Il est assez aisé d'oser les comparaisons avec des films tels que Mommy de Xavier Dolan et Boyhood de Richard Linklater. Le premier pour les similitudes entre les personnages interprétés par Rod Paradot et Antoine-Olivier Pilon, pour leur côté violent et leur relation conflictuelle avec leur mère respective. Concernant Boyhood, il s'agit également d'un film qui illustre l'évolution d'un jeune homme de ses 6 à 18 ans.
On note un gros travail de recherches et de rencontres, auprès des acteurs judiciaires et éducatifs, effectué par Emmanuelle Bercot et Marcia Romano, les deux scénaristes du film. Le film apparaît comme documenté et semble être un reflet réel de la société contemporaine. Lors de ses recherches pour l'écriture du film justement, la réalisatrice est tombée sur cette phrase, provenant du livre d'un juge :
L'éducation est un droit fondamental. Il doit être assumé par la
famille et si elle n'y parvient pas, il revient à la société de
l'assumer…
Elle a trouvé qu'elle synthétisait très bien l'ensemble du film. On ne peut qu'être d'accord avec elle.

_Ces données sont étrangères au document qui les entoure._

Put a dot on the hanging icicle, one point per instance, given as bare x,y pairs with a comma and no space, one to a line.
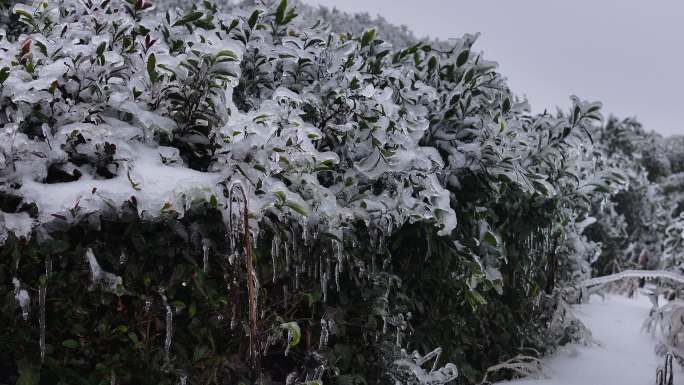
22,296
42,296
169,326
205,255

Petite anecdote concernant le choix de Catherine Deneuve dans le rôle de la juge pour enfants. Ce rôle devait être endossé par un autre acteur important, une « autorité de cinéma », Gérard Depardieu. Mais quand l'oncle de la réalisatrice qui est éducateur lui a rapporté ces faits elle a changé d'avis. Il aurait dit à une juge, en parlant d'un garçon dont il s'occupait, "Pour lui, vous êtes sa mère et je suis son père" ce à quoi la juge avait répondu "Non, vous êtes sa mère et je suis son père".

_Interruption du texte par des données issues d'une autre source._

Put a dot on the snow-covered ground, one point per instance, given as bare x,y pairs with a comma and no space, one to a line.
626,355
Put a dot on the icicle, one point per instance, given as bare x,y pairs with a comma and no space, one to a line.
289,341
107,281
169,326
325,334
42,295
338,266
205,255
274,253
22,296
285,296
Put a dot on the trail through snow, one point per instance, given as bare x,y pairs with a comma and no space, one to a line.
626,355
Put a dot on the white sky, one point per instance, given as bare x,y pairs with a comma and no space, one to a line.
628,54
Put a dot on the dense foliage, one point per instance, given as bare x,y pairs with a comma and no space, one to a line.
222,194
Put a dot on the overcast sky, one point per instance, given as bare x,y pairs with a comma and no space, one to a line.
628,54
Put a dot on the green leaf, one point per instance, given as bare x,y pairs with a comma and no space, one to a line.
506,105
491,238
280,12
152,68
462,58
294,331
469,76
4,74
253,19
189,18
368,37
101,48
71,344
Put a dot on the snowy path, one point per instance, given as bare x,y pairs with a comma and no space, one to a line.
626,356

On ne peut que souligner la performance irréprochable de Catherine Deneuve, qui apporte une part d'humanité à cette histoire qui pourrait s'avérer sordide. Rod Paradot est bluffant pour un premier rôle, sachant qu'une grande partie du film repose sur ses épaules. On a rien à reprocher à Benoît Magimel qui dévoile un jeu entre force et bienveillance. Mais on ne peut évoquer la partition de Sara Forestier sans parler de son dentier. Je n'ai pas pu m'empêcher de le regarder, créant presque à chaque fois une petite distanciation avec l'histoire et son personnage. Je voyais l'actrice en train de jouer. Mais ce petit écart ne durait pas longtemps, si bien que j'ai pu apprécier son travail à sa pleine valeur et saluer sa composition plutôt crédible dans ce rôle de mère dépassée et démunie.
Pour résumer je dirais que le film est servi par de bons acteurs, qu'il comporte plusieurs moments forts, qu'on ne voit pas le temps passer et qu'en plus ce n'est pas du tout manichéen. On finit par s'attacher au personnage de Malony et à comprendre ses différentes facettes. Comprendre, écouter sans essayer de juger. La tête haute est un film aussi violent qu'il peut être attendrissant. Il remuera certainement des choses chez les spectateurs comme il en remue chez les personnages. Pour toute personne qui travaille au contact de jeunes et d'ados c'est un film qui entrera forcement en résonance avec votre expérience. Comme l'explique Emmanuelle Bercot, il y a un souffle lyrique, qui est apporté par la musique classique et qui apparaît comme un contre point à la délinquance de Malony. La tête haute est un drame social profondément touchant, très justement écrit, mis en scène et interprété. Sans fioritures ni faux semblant, un film sincère et sensible, La tête haute touche en plein cœur.